Here are some mitigation strategies and best practices from Illumina and GenDx to minimize or eliminate index hopping:
- Library purity. There are several quality control cleanup steps in our HLA library prep protocols. Each cleanup step removes free adapters from samples and the combined cleanup steps should remove essentially all adapters.
- Library storage. Sample libraries should be stored at -20o C. Libraries should not be stored at 4o C or room temperature. We store all libraries at -20o C.
- Library pooling. Libraries should be pooled just prior to sequencing. We pool sample libraries shortly before sequencing, as specified in our standard operating procedures.
- Library prep methods. Illumina research has shown that PCR-free library prep protocols significantly increase the likelihood of index hopping. Our GenDx HLA library prep procedures include at least three PCR steps, which should minimize index hopping.
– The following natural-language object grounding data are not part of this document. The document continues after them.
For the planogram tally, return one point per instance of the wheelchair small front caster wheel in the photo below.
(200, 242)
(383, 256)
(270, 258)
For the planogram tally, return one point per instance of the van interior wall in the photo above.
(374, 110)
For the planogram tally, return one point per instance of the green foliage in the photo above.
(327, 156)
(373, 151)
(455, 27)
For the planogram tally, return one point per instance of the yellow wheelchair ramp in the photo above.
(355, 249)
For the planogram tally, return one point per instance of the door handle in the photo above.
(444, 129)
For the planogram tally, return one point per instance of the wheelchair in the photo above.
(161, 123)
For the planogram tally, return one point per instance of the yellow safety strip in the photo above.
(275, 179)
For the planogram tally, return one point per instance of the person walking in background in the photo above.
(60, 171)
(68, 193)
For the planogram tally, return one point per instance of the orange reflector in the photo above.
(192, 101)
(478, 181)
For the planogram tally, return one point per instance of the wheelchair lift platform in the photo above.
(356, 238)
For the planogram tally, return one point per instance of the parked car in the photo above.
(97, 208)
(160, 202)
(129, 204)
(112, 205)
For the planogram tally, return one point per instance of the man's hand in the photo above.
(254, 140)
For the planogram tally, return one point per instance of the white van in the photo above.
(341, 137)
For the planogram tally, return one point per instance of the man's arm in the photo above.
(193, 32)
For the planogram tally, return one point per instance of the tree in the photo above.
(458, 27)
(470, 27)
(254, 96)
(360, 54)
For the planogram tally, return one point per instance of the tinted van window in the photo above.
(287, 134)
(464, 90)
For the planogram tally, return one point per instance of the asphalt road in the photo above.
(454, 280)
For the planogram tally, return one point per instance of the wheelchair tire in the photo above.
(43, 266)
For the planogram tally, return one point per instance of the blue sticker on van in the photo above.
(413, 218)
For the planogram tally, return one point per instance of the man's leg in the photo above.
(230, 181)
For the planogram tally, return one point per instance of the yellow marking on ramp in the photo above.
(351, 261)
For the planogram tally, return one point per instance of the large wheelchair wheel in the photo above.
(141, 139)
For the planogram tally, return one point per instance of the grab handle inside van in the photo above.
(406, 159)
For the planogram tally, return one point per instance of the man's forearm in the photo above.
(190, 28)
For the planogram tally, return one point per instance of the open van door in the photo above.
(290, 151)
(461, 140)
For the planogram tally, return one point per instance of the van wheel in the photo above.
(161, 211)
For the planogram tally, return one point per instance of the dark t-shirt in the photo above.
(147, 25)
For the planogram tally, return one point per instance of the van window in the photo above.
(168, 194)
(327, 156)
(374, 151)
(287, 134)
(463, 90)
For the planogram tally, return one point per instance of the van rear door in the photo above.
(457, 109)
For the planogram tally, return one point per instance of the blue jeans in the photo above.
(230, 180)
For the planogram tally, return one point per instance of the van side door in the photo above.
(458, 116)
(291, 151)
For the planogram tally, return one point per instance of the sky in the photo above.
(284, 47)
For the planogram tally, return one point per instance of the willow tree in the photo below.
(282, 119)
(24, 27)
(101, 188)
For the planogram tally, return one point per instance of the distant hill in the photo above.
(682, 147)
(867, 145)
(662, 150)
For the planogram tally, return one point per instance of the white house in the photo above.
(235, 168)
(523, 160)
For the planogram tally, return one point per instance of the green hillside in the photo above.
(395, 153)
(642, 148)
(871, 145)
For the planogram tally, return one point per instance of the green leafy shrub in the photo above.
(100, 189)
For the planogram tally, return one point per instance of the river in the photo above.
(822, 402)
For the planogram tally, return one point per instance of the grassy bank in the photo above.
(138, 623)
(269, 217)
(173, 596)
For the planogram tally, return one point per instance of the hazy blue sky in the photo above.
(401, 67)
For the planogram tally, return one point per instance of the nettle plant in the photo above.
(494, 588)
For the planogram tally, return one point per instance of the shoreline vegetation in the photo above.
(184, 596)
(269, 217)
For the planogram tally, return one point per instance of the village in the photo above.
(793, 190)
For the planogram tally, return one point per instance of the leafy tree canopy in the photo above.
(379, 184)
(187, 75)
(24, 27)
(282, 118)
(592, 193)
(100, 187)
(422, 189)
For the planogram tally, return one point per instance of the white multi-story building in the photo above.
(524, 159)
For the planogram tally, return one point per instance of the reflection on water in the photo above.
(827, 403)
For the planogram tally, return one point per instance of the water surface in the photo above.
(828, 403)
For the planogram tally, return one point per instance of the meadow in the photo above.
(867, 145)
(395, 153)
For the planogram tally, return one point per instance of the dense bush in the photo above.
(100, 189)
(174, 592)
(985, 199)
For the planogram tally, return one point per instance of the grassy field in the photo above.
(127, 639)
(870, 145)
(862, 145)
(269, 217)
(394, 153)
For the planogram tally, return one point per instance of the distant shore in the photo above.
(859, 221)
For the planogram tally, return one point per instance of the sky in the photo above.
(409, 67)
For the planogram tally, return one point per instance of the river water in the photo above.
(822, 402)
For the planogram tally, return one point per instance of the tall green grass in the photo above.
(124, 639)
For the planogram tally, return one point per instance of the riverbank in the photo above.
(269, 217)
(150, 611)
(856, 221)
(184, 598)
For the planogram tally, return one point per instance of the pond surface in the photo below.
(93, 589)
- Patterned flow cells. Some Illumina instruments use patterned flow cells. Index hopping occurs at a somewhat higher rate in these types of flow cells. We use Illumina instruments (i.e. MiniSeq) that use non-patterned flow cells, hence, index hopping should be reduced on our instruments.
- Use Unique Dual Indexing (UDI). UDI is a combinatorial method of generating unique Illumina i5 and i7 index sequences. For practical purposes, UDI entirely eliminates index hopping. GenDx uses index adapter plates with UDI combinations of i5/i7 indexes. This method of pooling and indexing should eliminate index hopping.
Illumina research has shown that if index hopping does occur, it generally affects about 0.1 – 0.3% of reads in a pooled multiplexed sequencing run. With no mitigation strategies index hopping should be a fairly minor issue. Nevertheless, by using some of the mitigation strategies mentioned here, we believe index hopping is likely eliminated in our HLA protocols.